Assumptions allowing to calculate an elliptic integral

Question

When I feed Mathematica the following integral:

Integrate[Sqrt[(A - x) (B - x)/x], {x, 0, B}]

it spits it back out without evaluating it. However, it can evaluate the integral

Integrate[Sqrt[(2 - x) (1 - x)/x], {x, 0, 1}]

just fine. From reading other questions, I think the problem is that I need to add more assumptions. I tried every assumption I know about:

Integrate[Sqrt[(A - x) (B - x)/x], {x, 0, B},
          Assumptions -> {A > 0, B > 0, A > B, x ∈ Reals, A ∈ Reals, B ∈ Reals}]

but Mathematica still won't do the integral. I know it has to be able to do the integral, since it can do it for definite values of $A$ and $B$ just fine! What other assumptions do I need to add to make it work?

Answer 1

There are two different issues:

1. suboptimal handling of elliptic integrals in Mathematica, this is why Integrate with appropriate assumptions doesn't provide satisfactory results.
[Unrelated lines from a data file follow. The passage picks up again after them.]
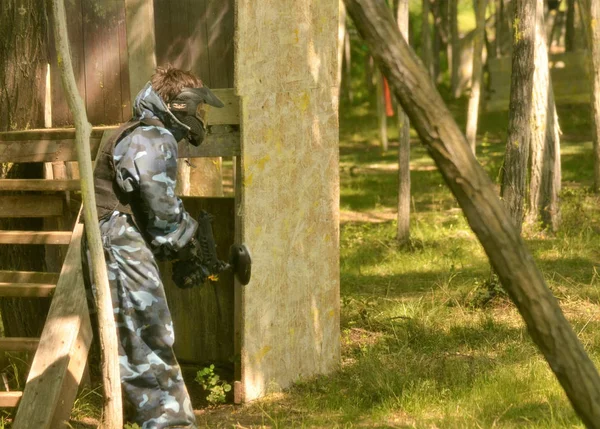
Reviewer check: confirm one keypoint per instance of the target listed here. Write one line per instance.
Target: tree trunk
(426, 48)
(381, 114)
(206, 177)
(475, 96)
(516, 157)
(545, 141)
(591, 19)
(113, 409)
(403, 226)
(483, 209)
(570, 30)
(23, 63)
(455, 43)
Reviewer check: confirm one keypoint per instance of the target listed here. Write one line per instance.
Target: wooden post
(113, 416)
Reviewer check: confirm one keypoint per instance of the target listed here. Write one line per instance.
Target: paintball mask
(189, 107)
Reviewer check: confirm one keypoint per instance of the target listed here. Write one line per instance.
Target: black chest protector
(109, 197)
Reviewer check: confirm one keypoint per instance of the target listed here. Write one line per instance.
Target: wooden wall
(99, 51)
(197, 35)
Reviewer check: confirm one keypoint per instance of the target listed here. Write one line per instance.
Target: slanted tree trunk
(545, 142)
(475, 96)
(403, 226)
(113, 409)
(484, 211)
(591, 21)
(426, 48)
(455, 43)
(570, 27)
(516, 157)
(23, 62)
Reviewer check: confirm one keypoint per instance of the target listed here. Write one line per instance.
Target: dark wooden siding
(99, 51)
(197, 35)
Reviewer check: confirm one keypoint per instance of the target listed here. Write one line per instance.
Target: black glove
(198, 261)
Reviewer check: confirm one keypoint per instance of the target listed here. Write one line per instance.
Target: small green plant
(212, 383)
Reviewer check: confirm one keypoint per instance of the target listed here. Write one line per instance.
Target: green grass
(419, 351)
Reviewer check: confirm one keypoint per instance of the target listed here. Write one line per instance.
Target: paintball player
(141, 219)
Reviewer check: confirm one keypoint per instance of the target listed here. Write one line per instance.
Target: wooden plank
(58, 365)
(28, 277)
(31, 206)
(228, 115)
(26, 290)
(18, 344)
(199, 39)
(35, 237)
(10, 399)
(38, 185)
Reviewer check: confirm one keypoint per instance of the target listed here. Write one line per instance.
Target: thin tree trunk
(483, 209)
(570, 31)
(426, 53)
(455, 43)
(475, 96)
(516, 157)
(113, 413)
(591, 20)
(545, 141)
(23, 66)
(348, 67)
(381, 114)
(403, 226)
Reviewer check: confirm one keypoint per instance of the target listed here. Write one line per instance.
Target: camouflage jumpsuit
(154, 393)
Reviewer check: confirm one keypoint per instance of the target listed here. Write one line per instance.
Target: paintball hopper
(241, 262)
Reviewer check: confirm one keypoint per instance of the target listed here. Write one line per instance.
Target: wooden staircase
(61, 351)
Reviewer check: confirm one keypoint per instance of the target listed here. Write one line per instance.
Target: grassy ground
(422, 345)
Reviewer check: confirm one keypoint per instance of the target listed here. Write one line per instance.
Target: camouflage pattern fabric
(154, 392)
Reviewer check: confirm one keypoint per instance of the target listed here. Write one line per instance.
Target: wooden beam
(26, 290)
(35, 237)
(10, 399)
(28, 277)
(31, 206)
(19, 344)
(38, 185)
(58, 365)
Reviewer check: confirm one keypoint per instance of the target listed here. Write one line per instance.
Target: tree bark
(475, 96)
(113, 413)
(545, 142)
(403, 226)
(483, 209)
(426, 48)
(570, 27)
(455, 43)
(591, 13)
(23, 62)
(516, 157)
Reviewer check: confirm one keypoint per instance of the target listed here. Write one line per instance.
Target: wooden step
(31, 206)
(19, 344)
(38, 185)
(10, 399)
(26, 290)
(35, 237)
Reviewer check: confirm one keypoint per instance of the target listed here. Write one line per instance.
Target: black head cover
(189, 98)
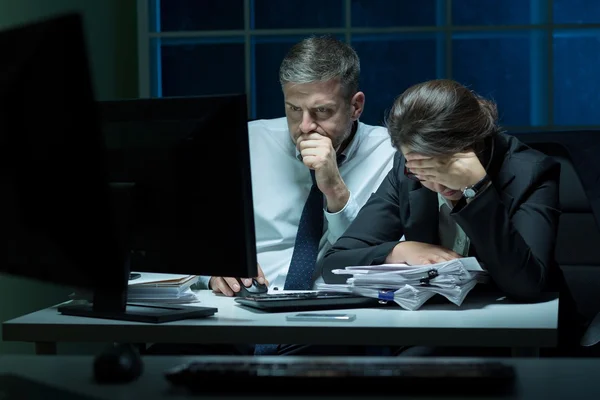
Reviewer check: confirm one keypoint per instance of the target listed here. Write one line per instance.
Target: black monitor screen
(180, 175)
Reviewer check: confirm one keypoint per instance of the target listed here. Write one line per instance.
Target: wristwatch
(471, 191)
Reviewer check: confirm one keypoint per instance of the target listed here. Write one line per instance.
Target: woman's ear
(357, 104)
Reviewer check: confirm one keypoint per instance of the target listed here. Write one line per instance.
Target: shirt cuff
(338, 222)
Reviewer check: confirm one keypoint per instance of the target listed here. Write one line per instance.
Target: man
(320, 136)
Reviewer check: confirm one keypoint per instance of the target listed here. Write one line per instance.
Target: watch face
(469, 193)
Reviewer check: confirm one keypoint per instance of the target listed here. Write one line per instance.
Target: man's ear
(357, 105)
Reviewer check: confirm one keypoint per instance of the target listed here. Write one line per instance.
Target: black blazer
(512, 225)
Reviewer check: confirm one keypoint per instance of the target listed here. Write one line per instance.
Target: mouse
(120, 363)
(255, 288)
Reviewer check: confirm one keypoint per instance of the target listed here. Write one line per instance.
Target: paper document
(410, 286)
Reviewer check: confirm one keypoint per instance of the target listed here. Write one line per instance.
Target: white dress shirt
(281, 184)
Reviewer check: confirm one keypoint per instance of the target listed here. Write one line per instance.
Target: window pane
(576, 79)
(384, 13)
(277, 14)
(496, 12)
(267, 97)
(389, 65)
(202, 68)
(497, 67)
(194, 15)
(576, 11)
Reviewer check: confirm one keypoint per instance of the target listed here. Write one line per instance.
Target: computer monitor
(62, 219)
(179, 169)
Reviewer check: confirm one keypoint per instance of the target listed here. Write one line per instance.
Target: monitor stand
(114, 305)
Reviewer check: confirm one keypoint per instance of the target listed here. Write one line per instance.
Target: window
(536, 58)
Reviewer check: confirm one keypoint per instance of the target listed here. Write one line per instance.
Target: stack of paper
(162, 288)
(411, 286)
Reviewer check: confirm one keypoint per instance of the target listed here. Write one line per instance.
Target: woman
(458, 187)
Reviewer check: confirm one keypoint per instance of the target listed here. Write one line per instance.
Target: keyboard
(342, 376)
(300, 301)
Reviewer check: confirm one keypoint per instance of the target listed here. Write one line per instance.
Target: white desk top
(481, 321)
(543, 378)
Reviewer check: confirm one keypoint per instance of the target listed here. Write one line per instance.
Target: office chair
(578, 238)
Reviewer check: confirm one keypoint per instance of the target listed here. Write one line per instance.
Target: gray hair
(321, 59)
(441, 117)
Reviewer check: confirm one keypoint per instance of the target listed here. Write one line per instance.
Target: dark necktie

2. unsatisfactory feedback of assumptions on the results

Before of playing with assumptions let's slightly reformulate the problem by changing the integration variable (x -> z == x/b): $$ \int_{0}^{b} \sqrt{ \frac{(a-x)(b-x)}{x}} dx = b^{3/2} \int_{0}^{1} \sqrt{ \frac{(\frac{a}{b}-z)(1-z)}{z}} dz$$

Now the integral can be simply calculated with the appropriate assumption (a/b == c > 1):

b^(3/2) Integrate[ Sqrt[(c - x) (1 - x)/x], {x, 0, 1}, Assumptions -> c > 1]

(1/(3 (-1 + c))) b^(3/2) (2 Sqrt[-1 + c] (-1 + c^2) EllipticE[1/(1 - c)] 
  - 2 c (Sqrt[-1 + c] (1 + c) EllipticK[1/(1 - c)] 
  - 2 I (-1 + c) (EllipticK[1 - c] - I EllipticK[c])))

Ad.1 The result is not manifestly real ( see also this answer) however it can be easily checked by choosing various constants, e.g. in the OP we had a == 2 and b == 1, therefore

% /. c -> 2

1/3 (6 EllipticE[-1] - 4 (3 EllipticK[-1] - 2 I (EllipticK[-1] - I EllipticK[2])))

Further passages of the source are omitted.